Ovinocultura e o Cenário Brasileiro - por Adriano Ramos Cardoso

Centro Universitário FAG iniciou no ano de 2019 a produção de elite de ovinos

17/05/2019 18h15 | Atualizado em 20/05/2019 08h34

A diminuição do rebanho na região sul e o aumento na região nordeste demonstram a mudança no perfil do produtor de ovinos que passa a ser de pequenos a médios produtores.

A falta de mão de obra qualificada, desorganização da cadeia produtiva, carência de incentivo e a escassez de abatedouros são os principais problemas do setor.

No estado do Paraná a cadeia produtiva da ovinocultura teve nos últimos anos um avanço na produtividade assim como o processamento de produtos procedentes da ovinocultura se comparado aos demais estados do Sul. Mesmo assim a produtividade não supre a demanda de carne no estado, com isso o Brasil é um grande importador de carne ovina do Uruguai e Nova Zelândia, isso quando falamos de produtos cárneos como cortes especiais, e ainda animais vivos trazidos do Mato Grosso do Sul e Rio Grande do Sul, para serem abatidos e processados.

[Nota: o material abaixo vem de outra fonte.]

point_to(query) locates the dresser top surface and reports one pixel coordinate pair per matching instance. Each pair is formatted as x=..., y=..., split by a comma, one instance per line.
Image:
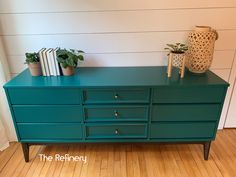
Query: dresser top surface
x=117, y=77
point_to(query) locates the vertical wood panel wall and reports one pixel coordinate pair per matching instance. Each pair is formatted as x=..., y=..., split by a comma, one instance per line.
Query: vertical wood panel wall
x=116, y=33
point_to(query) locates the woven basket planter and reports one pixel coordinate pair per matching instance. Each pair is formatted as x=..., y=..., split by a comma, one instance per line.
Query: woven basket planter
x=201, y=44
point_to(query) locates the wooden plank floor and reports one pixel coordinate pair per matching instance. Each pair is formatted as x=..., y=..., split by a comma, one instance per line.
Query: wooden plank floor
x=121, y=160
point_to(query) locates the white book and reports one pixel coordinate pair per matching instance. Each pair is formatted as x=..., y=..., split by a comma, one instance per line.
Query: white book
x=52, y=62
x=46, y=62
x=55, y=61
x=42, y=61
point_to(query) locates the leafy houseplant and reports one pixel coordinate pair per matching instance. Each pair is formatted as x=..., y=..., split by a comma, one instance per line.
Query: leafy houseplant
x=176, y=57
x=176, y=48
x=32, y=59
x=68, y=60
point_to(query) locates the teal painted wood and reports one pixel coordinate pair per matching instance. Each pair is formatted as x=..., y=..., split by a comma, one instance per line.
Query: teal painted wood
x=116, y=140
x=118, y=77
x=138, y=95
x=189, y=130
x=185, y=112
x=56, y=131
x=116, y=113
x=12, y=114
x=188, y=95
x=47, y=113
x=103, y=131
x=25, y=90
x=44, y=95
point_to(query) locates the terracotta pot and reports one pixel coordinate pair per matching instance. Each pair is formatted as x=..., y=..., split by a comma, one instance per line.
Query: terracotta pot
x=68, y=71
x=35, y=69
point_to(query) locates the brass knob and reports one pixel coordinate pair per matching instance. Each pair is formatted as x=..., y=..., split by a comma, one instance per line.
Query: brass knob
x=116, y=132
x=116, y=114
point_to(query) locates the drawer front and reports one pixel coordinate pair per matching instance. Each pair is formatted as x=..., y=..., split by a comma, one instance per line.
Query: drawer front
x=116, y=96
x=186, y=112
x=44, y=96
x=183, y=130
x=53, y=131
x=116, y=113
x=188, y=95
x=47, y=113
x=116, y=131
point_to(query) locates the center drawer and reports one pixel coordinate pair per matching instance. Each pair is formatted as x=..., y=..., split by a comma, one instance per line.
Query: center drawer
x=105, y=131
x=116, y=113
x=138, y=95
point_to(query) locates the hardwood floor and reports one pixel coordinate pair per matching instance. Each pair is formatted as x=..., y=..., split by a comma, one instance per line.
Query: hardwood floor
x=120, y=160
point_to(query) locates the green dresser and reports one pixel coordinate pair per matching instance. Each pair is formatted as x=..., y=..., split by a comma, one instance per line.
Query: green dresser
x=116, y=104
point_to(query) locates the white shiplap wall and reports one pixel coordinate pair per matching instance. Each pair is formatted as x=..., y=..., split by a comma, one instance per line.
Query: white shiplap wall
x=116, y=33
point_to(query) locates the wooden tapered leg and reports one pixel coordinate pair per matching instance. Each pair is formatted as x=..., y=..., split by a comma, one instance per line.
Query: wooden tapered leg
x=25, y=148
x=207, y=146
x=182, y=68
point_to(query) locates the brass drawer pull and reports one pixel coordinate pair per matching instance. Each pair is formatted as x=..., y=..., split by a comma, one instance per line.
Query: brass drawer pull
x=116, y=96
x=116, y=114
x=117, y=132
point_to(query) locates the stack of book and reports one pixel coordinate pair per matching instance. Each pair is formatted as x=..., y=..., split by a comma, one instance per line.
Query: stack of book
x=48, y=60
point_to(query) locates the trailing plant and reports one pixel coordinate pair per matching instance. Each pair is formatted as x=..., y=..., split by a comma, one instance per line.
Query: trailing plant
x=176, y=48
x=31, y=58
x=69, y=57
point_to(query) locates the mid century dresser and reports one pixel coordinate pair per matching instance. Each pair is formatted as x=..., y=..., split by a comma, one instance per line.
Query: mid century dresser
x=116, y=104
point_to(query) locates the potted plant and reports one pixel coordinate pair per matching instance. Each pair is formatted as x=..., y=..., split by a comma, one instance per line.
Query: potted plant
x=68, y=60
x=176, y=57
x=177, y=48
x=32, y=59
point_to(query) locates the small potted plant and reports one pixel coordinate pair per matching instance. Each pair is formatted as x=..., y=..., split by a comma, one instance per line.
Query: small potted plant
x=176, y=57
x=68, y=60
x=32, y=59
x=177, y=48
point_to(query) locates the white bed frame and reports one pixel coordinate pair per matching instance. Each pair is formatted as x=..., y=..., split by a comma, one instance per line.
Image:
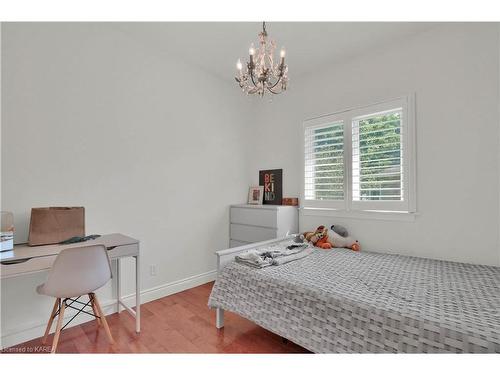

A ovinocultura no estado do Paraná apresenta um crescente aumento de rebanho, no mercado de carcaças e cortes especiais com altíssima qualidade. Com essas perspectivas, produtores tem trazido genética de animais para melhorar cada vez mais nosso rebanho e aumento de eficiência produtiva por hectare produzido de carne ovina.

Com essa visão o Centro Universitário FAG iniciou no ano de 2019 a produção de elite de ovinos, investindo em genética, passando a produzir uma das raças mais conceituadas no Brasil, Uruguai e Europa, uma raça de grande expressão que é a raça Ile de France. Com animais precoces e com carne com grande marmorização, o que confere a macies e sabor, sendo apreciada pelos grandes chefes de cozinha.